|
Глава
12 Сымай штаны, дед “Не думай. Если
думаешь – не говори. Если думаешь и говоришь – не пиши. Если думаешь, говоришь и пишешь, не подписывайся. Если думаешь, говоришь, пишешь и подписываешься
– не удивляйся”. (Народная мудрость) Олег приходил в себя медленно. Болело всё, о чём
только можно было подумать. Мысленно представил ноги – болели ноги, каждый
палец в отдельности – и каждый палец пронизывала тупая тягучая боль. Он
боялся встать с койки, вспоминая, как полз и не мог управлять телом. Но
сейчас ему было лучше – “врачи” ограничились
вторым уколом, ожидая большей покладистости от “пациента”. Добить его они
всегда успеют, а пока пусть живёт. Он
и жил, вот боялся гадить под себя, хотя и вставать
было страшно. Голова всё ещё
раскалывалась от жуткой боли, тело плохо слушалось, но он чувствовал, что
может встать. А какая собственно разница? Ну не сможет, свалится, ну изобьют,
бросят на койку и привяжут.

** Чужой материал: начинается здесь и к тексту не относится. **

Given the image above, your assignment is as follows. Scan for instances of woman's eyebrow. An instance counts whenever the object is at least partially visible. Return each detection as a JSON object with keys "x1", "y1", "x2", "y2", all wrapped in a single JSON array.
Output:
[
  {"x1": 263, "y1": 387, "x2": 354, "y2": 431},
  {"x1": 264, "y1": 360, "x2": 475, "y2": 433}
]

Тогда под себя, а пока он – Человек! Видя, что
парень открыл глаза, на край койки присел коротко стриженый мужик лет
тридцати пяти. Глаза внимательно прощупывали Олега, чуть отёчные щёки
расплылись в дружеской улыбке. – Ну, пришёл в себя? Всё хорошо? – Лучше не бывает. – То-то я смотрю, ты уже в порядке, что снилось,
Олег? – Держи,
сынок, яблочко, – это с соседней койки
поднялся старик-ветеран, протягивая яблоко Олегу, – съешь, полегчает, тебе витамины нужны. – Дед, отойди, повысил голос на старика одулощёкий, – мы с Олегом беседуем. – Да я что, я только яблочком угостить, – стушевался
старый вояка, – не мешаю я никому, беседуйте
пожалуйста, никому я не мешаю. Старик поспешно отошёл и сел на своё место. Койка скрипнула, лицо деда напряглось, и
всем своим видом он демонстрировал испуг, робость перед этим мужиком,
которого не кололи, не привязывали и даже не били, а боялись, кажись, даже санитары.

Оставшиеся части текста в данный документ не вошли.